Subsequently, the third term is calculated in the same manner as the first and second terms, and stored in the register 30. The adder/subtracter 34 calculates "A+B" in accordance with the content of the register 30 and the cumulative added value up to the second term supplied from the register 44, and transmits an output to the register 44. The fourth term is calculated in the same manner, and added to the added value up to the third term, then the result is returned to RAM 20. Thereafter, the second equation of the equation (5) is calculated in the same manner as the first equation. In the calculation of the second equation, the second term transmitted to the input terminal A corresponds to the subtraction from the first term supplied to the input terminal B, and the adder/subtracter 34 performs "B-A".
As described above, there are many common aspects between arithmetic operations for IMDCT and MDCT. For example, relational equations (8), (9), (11) for MDCT have the same format as relational equations (2), (3), (5) for INDT. However, the MDCT arithmetic operation initially includes a process for relational equation (7). Also, although relational equations (5) and (11) have the same format, they use different coefficients, i.e., a.sub.L and b.sub.L (L=0.about.3). These are the differences between the arithmetic operations for IMDCT and MDCT.
Therefore, it is impossible for a conventional IMDCT circuit to perform the above arithmetic operation for MDCT when data before MDCT conversion is simply stored in the RAM 20 and the RAM 44 thereof.
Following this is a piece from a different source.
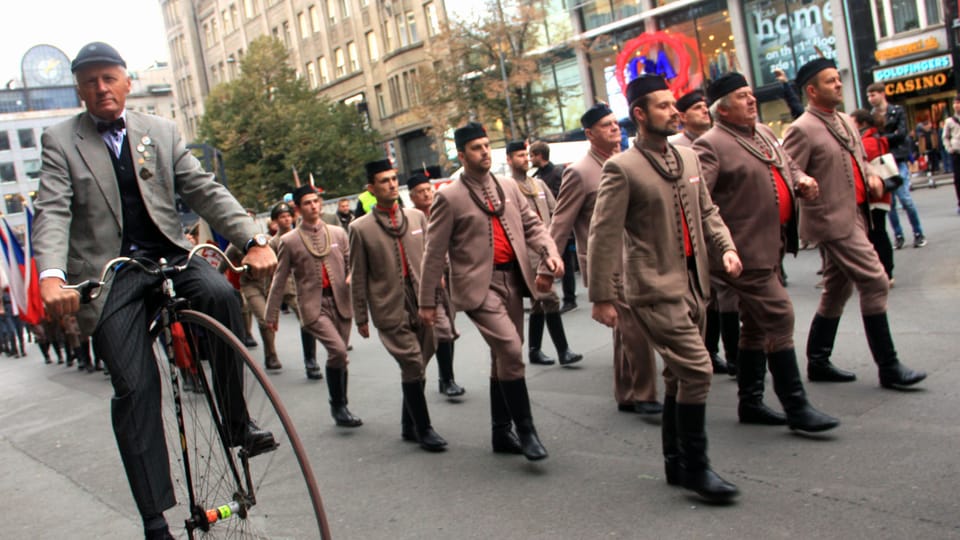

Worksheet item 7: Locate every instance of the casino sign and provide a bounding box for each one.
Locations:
[873,53,953,96]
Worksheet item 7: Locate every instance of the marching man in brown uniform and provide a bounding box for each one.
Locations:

For example, although relational equation (7) means that addition/subtraction is carried out using operand data intact, i.e., without multiplication, in a conventional IMDCT circuit, non-multiplied data can be supplied to the adder/subtracter 34 only via one of the inputs thereof from the RAM 20 and 44. Therefore, the conventional IMDCT circuit cannot calculate relational equation (7), and thus the arithmetic operation for MDCT. In order to solve this problem, the adder/subtracter 34 must have a structure capable of receiving non-multiplied data via both inputs thereof at one time. Such a circuit inevitably has a complicated structure when constructed by using only the related art.
Moreover, it may be possible to calculate relational equation (11) when a proportional coefficient b.sub.L (L=0.about.3) is stored in the ROM 22 as well as proportional coefficient a.sub.L. However, in that case, proportional coefficients must be read from different addresses in the ROM 22 when calculating relational equations (5) and (11). This results in complicating the structure of an address generation circuit.
In view of the above, conventionally, there is a problem that the entire circuit has a large circuitry size because IMDCT and MDCT circuits are structured as separate circuits. When they are structured as a single circuit, the resultant circuit has a complicated structure.